Poi, nel 1905, il giornalista Arthur Griffith fondò il Sinn Féin un movimento che aveva lo scopo di creare un Parlamento irlandese autonomo, e su questa spinta tre anni dopo la Camera dei Comuni inglese approvò l’Home Rule Bill, ovvero un progetto di legge per l’autogoverno, che però non entrava mai effettivamente in vigore, tanto che nel 1916 a Dublino scoppiò una rivolta, una vera e propria battaglia che infuriò per ben sei giorni e fu soffocata nel sangue dall’esercito britannico; insomma, tale fu la repressione che due anni dopo il Sinn Féin, trasformatosi in partito, ottenne la maggioranza alle elezioni.

Ma bisognerà attendere il 1937 per avere una propria Costituzione e il 1949 per la piena indipendenza entrata in vigore col Republic of Ireland Act con capitale Dublino e l’uscita di questa giovane repubblica dal Commonwealth.

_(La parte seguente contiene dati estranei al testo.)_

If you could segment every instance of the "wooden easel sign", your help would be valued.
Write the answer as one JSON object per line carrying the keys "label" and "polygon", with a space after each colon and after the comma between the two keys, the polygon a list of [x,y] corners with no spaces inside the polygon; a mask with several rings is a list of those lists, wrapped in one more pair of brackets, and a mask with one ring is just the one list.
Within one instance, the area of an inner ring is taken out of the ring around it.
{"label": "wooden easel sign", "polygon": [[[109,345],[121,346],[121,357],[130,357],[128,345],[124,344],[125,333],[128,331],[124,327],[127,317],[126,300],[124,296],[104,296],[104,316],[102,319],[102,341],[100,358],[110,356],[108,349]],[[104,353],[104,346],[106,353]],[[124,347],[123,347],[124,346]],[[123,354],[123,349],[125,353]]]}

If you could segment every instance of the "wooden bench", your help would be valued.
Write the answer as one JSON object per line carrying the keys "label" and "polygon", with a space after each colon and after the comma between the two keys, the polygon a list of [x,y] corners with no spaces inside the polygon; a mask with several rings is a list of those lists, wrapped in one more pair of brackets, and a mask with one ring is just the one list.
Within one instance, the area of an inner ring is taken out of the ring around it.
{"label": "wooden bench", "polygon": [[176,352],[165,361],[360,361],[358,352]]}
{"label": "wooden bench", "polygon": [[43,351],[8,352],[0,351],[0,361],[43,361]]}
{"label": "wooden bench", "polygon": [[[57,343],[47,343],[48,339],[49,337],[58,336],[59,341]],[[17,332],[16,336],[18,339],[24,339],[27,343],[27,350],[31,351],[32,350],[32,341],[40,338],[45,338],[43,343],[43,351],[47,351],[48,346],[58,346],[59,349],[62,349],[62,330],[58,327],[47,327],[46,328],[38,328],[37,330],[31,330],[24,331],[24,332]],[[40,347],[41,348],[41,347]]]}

E se la cosa riuscì a buona parte degli abitanti dell’isola, gli irlandesi del nord ancora non ce l’hanno fatta, nonostante i tentativi dell’Ira degli scorsi decenni, per unificare tutta l’isola.

Per chi fosse interessato a conoscere questi fatti e approfondire queste vicende in una carrellata che accompagna i visitatori, si può recare a The Irish Emigration Museum, un museo interattivo, sito in un ex magazzino di tabacco e liquori che si affaccia sul fiume Liffey, dove a poca distanza si trova ormeggiato il veliero che tra il 1847 e il ’55, effettuò sedici volte la traversata atlantica verso l’America settentrionale, carico di poveri emigranti.

Nel museo è raccontata la storia delle ingiustizie e dei soprusi subiti dagli irlandesi attraverso i secoli e sono altresì raccontate le vicende di 300 personaggi di origine irlandese: artisti, politici, scienziati…. e inoltre, la visita fa scoprire quanto la cultura di questo popolo abbia trovato spazio in tutto il mondo.